Lato na Rodos to książka, która zdobyła nagrodę główną w 5. Konkursie Literackim im. Astrid Lindgren na współczesną książkę dla dzieci i młodzieży. Wcale mnie to nie dziwi, bo to świetna historia autorstwa Katarzyny Ryrych nie tylko dla nieco starszych dzieci, ale i dorosłych. To wcale nie będzie prosta historyjka o wyjeździe na ciepła śródziemnomorską wyspę.
Rodos to wesołe rozwinięcie pospolitego skrótu ROD, czyli Rodzinnych Ogródków Działkowych. Ogrodzonych Siatką. Podczas czytania można jednak zauważyć, że lato w tym miejscu jest równie egzotyczne, jak na prawdziwym Rodos. Smaczku dodają tu opisy wyspy i życia na niej poprzedzające każdy nowy rozdział.
To właśnie na tym polskim Rodos lato spędzają Porszak i Turret. Początkowo ksywki dwojga młodych, raczej nastoletnich chłopców, wydają się całkiem normalne. To właśnie o normalności jest ta książka. Dosłownie wywraca normalność do góry nogami i pozostawia czytelnika z wieloma pytaniami, może nawet nieco ze smutkiem.
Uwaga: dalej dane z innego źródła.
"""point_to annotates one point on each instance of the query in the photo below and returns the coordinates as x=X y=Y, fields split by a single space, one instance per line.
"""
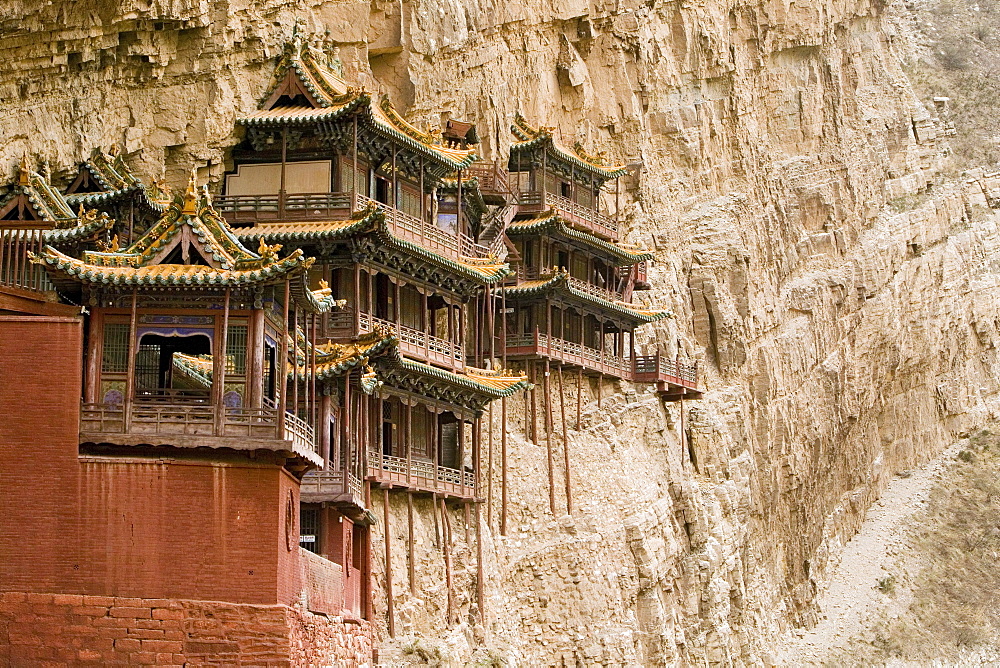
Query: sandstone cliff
x=842 y=294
Ja właśnie go czułam po przeczytaniu tej pozycji. Nie dlatego, że to łzawa historia. Raczej dlatego, że zwyczajnie czułam ten ból niezrozumienia przez społeczeństwo inności, jaką przedstawiał każdy z bohaterów.
Porszak i Turret to dzieciaki spędzające wakacje w mieście, robią więc wszystko, by się nie nudzić. Wbrew życzeniu rodziców i bez ich wiedzy całe dnie przesiadują na dzikiej części działek, w jakiejś opuszczonej altance. Tu poznają stałych bywalców, jak pędzący eliksir szczęścia Kukułka czy czytająca Harlequiny otyła Szmirabella. Tu zaglądają też Panda, który w swojej dość dziwacznej, całodobowo oświetlanej szklarni hoduje pomidoropodobne krzaczki oraz Gabaryt, człowiek umiejący skombinować wszystko. Ta grupka uważana jest raczej za wyrzutków społeczeństwa, pogardzana przez mieszkańców ładniejszej, schludniejszej części działek, przez Społeczników. To właśnie oni rozumieją, że Turret ma napady wykrzykiwania przekleństw, a Porszak nie lubi braku harmonii, nieporządku oraz przytulania i dotykania. Bo w odróżnieniu od bywalców dziczy chłopcy to osoby dotknięte jakimś syndromem, defektem, który nie widać na pierwszy rzut oka, a który sprawia, że ci normalni uważają ich za debili (to dosłowne przytoczenie słów autorki).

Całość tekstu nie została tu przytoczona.